UPDATED: ‘Regulatory and administrative oversight’ of Ontario College of Trades transferred to Ministry of LabourCanadian Contractor
But there is no indication they will stop collecting millions of dollars in annual fees from already licensed tradespeople
UPDATED MAY 20
An earlier (May 18) version of this story said that the Ontario College of Trades was transferring its “policing” to the Ontario Ministry of Labour. A letter to Canadian Contractor today from David Tsubouchi, the OCOT’s Registrar and CEO, says that it is not the “policing” but the “regulatory and administrative oversite” of the College that is being transferred to the Ministry of Labour, from the Ministry of Training, Colleges and Universities. Tsubouchi writes: “I would like to assure your readers that the College’s enforcement officers will continue to enforce the Ontario College of Trades and Apprenticeship Act, 2009 as it applies to the 22 compulsory trades in Ontario…” See the full letter here.
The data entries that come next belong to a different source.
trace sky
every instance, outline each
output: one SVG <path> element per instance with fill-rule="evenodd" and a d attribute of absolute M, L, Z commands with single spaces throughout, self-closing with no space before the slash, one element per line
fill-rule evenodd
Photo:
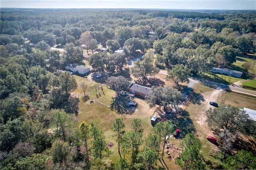
<path fill-rule="evenodd" d="M 0 7 L 256 10 L 256 0 L 0 0 Z"/>

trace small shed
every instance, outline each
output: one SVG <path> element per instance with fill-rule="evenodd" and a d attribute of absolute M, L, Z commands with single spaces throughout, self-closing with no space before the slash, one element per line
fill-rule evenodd
<path fill-rule="evenodd" d="M 166 122 L 166 121 L 167 121 L 167 119 L 166 119 L 166 117 L 164 117 L 164 118 L 162 119 L 162 120 L 161 120 L 161 122 Z"/>
<path fill-rule="evenodd" d="M 251 119 L 256 121 L 256 111 L 244 107 L 244 110 L 247 113 Z"/>
<path fill-rule="evenodd" d="M 151 118 L 151 123 L 155 124 L 157 123 L 157 116 L 154 115 Z"/>
<path fill-rule="evenodd" d="M 148 95 L 149 92 L 151 90 L 150 87 L 143 86 L 132 82 L 130 82 L 130 85 L 128 89 L 129 91 L 141 96 L 144 98 L 145 98 L 146 96 Z"/>

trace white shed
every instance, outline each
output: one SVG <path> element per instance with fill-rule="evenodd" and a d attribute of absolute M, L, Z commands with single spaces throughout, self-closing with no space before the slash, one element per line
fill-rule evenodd
<path fill-rule="evenodd" d="M 70 64 L 65 68 L 73 72 L 78 72 L 80 74 L 85 74 L 90 71 L 90 67 L 86 67 L 84 65 L 78 65 L 76 64 Z"/>

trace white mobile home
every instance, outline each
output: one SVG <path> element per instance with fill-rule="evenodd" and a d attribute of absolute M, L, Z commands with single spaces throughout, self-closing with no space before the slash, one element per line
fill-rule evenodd
<path fill-rule="evenodd" d="M 78 72 L 80 74 L 85 74 L 90 71 L 90 67 L 83 65 L 78 65 L 76 64 L 71 64 L 65 67 L 66 69 L 74 72 Z"/>

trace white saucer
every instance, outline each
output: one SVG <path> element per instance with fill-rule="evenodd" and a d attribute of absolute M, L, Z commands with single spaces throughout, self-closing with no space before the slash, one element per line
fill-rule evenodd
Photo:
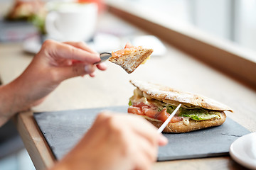
<path fill-rule="evenodd" d="M 256 132 L 244 135 L 234 141 L 230 148 L 230 154 L 240 164 L 256 169 Z"/>

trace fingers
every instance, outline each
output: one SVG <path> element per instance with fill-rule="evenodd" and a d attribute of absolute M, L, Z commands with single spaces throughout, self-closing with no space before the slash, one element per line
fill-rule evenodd
<path fill-rule="evenodd" d="M 92 50 L 85 47 L 85 45 L 82 43 L 60 43 L 48 40 L 44 42 L 42 49 L 46 50 L 46 53 L 53 58 L 75 60 L 87 64 L 93 64 L 100 61 L 99 54 L 92 52 Z"/>

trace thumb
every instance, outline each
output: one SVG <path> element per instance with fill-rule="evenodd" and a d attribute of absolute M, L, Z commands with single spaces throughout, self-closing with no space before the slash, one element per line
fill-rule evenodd
<path fill-rule="evenodd" d="M 96 69 L 96 66 L 92 64 L 76 63 L 70 66 L 59 67 L 58 69 L 60 80 L 63 81 L 75 76 L 85 74 L 93 74 L 93 72 Z"/>

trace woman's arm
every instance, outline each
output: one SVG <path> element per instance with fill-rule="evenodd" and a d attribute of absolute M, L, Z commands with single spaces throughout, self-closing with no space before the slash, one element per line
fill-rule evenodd
<path fill-rule="evenodd" d="M 63 81 L 107 69 L 99 54 L 84 42 L 46 40 L 26 70 L 0 86 L 0 126 L 11 116 L 43 101 Z"/>

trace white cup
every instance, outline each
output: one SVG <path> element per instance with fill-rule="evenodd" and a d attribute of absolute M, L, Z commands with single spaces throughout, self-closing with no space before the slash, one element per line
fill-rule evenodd
<path fill-rule="evenodd" d="M 48 5 L 46 19 L 49 38 L 60 41 L 87 41 L 93 36 L 97 17 L 95 3 L 54 3 Z"/>

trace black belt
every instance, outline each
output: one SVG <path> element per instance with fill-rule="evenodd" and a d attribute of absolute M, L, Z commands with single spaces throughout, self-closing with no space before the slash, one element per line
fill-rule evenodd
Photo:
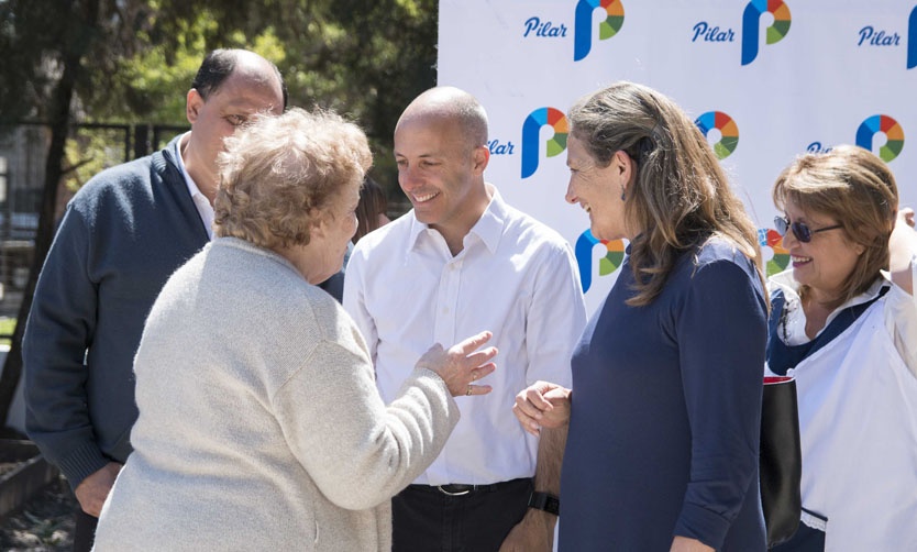
<path fill-rule="evenodd" d="M 412 488 L 442 493 L 446 496 L 465 496 L 471 493 L 497 493 L 510 485 L 519 485 L 531 482 L 531 477 L 512 479 L 508 482 L 490 483 L 488 485 L 469 485 L 465 483 L 450 483 L 448 485 L 411 485 Z"/>

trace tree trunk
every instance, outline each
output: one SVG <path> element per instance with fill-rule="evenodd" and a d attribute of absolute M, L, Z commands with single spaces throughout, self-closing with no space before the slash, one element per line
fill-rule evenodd
<path fill-rule="evenodd" d="M 13 332 L 10 352 L 3 364 L 3 373 L 0 375 L 0 429 L 7 427 L 7 418 L 10 405 L 15 396 L 19 379 L 22 376 L 22 334 L 25 332 L 25 321 L 32 308 L 32 298 L 35 294 L 35 284 L 38 280 L 38 273 L 44 265 L 51 242 L 55 231 L 55 208 L 57 206 L 57 189 L 60 184 L 64 166 L 64 147 L 67 143 L 67 135 L 70 128 L 70 103 L 74 98 L 79 71 L 82 70 L 80 60 L 95 38 L 96 25 L 98 25 L 99 0 L 87 2 L 73 1 L 70 12 L 73 15 L 74 34 L 64 38 L 63 64 L 64 70 L 60 80 L 54 87 L 51 100 L 49 124 L 51 143 L 45 159 L 45 183 L 42 190 L 42 205 L 38 213 L 38 229 L 35 234 L 35 254 L 32 267 L 29 271 L 29 281 L 22 295 L 22 303 L 16 314 L 15 331 Z"/>

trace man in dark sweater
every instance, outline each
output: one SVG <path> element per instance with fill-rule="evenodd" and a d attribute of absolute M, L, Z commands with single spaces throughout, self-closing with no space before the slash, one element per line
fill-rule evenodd
<path fill-rule="evenodd" d="M 243 49 L 208 54 L 187 95 L 191 131 L 104 170 L 64 213 L 23 338 L 26 431 L 74 488 L 75 550 L 131 453 L 133 357 L 153 301 L 211 235 L 217 155 L 256 113 L 279 114 L 277 68 Z"/>

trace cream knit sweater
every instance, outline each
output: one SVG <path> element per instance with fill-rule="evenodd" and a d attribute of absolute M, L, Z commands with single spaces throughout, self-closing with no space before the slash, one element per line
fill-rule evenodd
<path fill-rule="evenodd" d="M 390 497 L 458 419 L 426 369 L 384 405 L 338 302 L 232 238 L 172 276 L 134 372 L 134 453 L 96 550 L 389 550 Z"/>

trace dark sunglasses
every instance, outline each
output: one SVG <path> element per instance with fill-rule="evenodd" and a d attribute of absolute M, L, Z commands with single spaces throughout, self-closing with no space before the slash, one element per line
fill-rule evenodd
<path fill-rule="evenodd" d="M 784 217 L 774 217 L 774 229 L 777 231 L 780 235 L 786 235 L 788 230 L 793 230 L 793 235 L 796 236 L 803 243 L 809 243 L 811 241 L 811 234 L 817 234 L 818 232 L 825 232 L 828 230 L 835 230 L 838 228 L 843 228 L 843 224 L 835 224 L 833 227 L 825 227 L 819 228 L 818 230 L 811 230 L 805 222 L 794 222 L 789 223 L 788 220 Z"/>

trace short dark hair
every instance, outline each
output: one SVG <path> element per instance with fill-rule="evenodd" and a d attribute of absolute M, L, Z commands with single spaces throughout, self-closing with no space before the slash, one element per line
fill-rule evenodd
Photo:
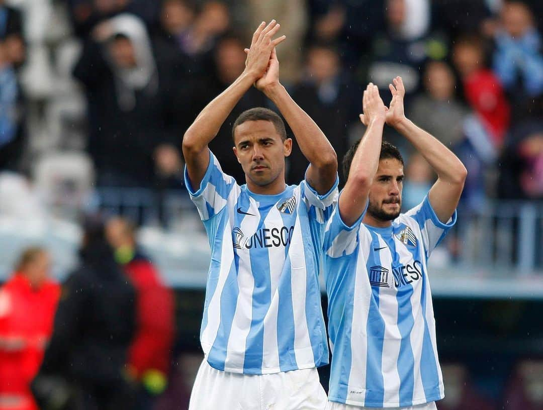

The Ontario College of Trades (OCOT) is transferring its “regulatory and administrative oversight” to the province’s Ministry of Labour (MOL), effective immediately, according to a news item in the Daily Commercial News.
The publication says it got this news from a May 9 memo co-signed by MOL acting deputy minister Sophie Dennie and the Ministry of Trades Colleges and Universities (MCTU) deputy minister Sheldon Levy, and distributed to “industry stakeholders.”
When OCOT commenced operations in 2013 (i.e., billing already licensed and certified plumbers, electricians, HVAC mechanics, sheet metal workers and numerous other trades what were and are essentially surcharges on their existing credentials), its promoters frequently stated that the OCOT would be “self-governing,” moving enforcement of trades credentials from the MOL and the MCTU to the trades themselves.
So much for that.
Now that “regulatory and administrative oversight” seems to be moving back to the MOL, it remains to be seen what justification the OCOT will offer for maintaining offices – and dozens of employees – in some of Canada’s highest priced real estate at Bay Street and Wellesley Street in Toronto. Or for that matter, for continuing to bill already-licensed trades some $135 annually for the privilege of not being fined – and called out on OCOT’s public website as non-compliant – for not paying the OCOT fee.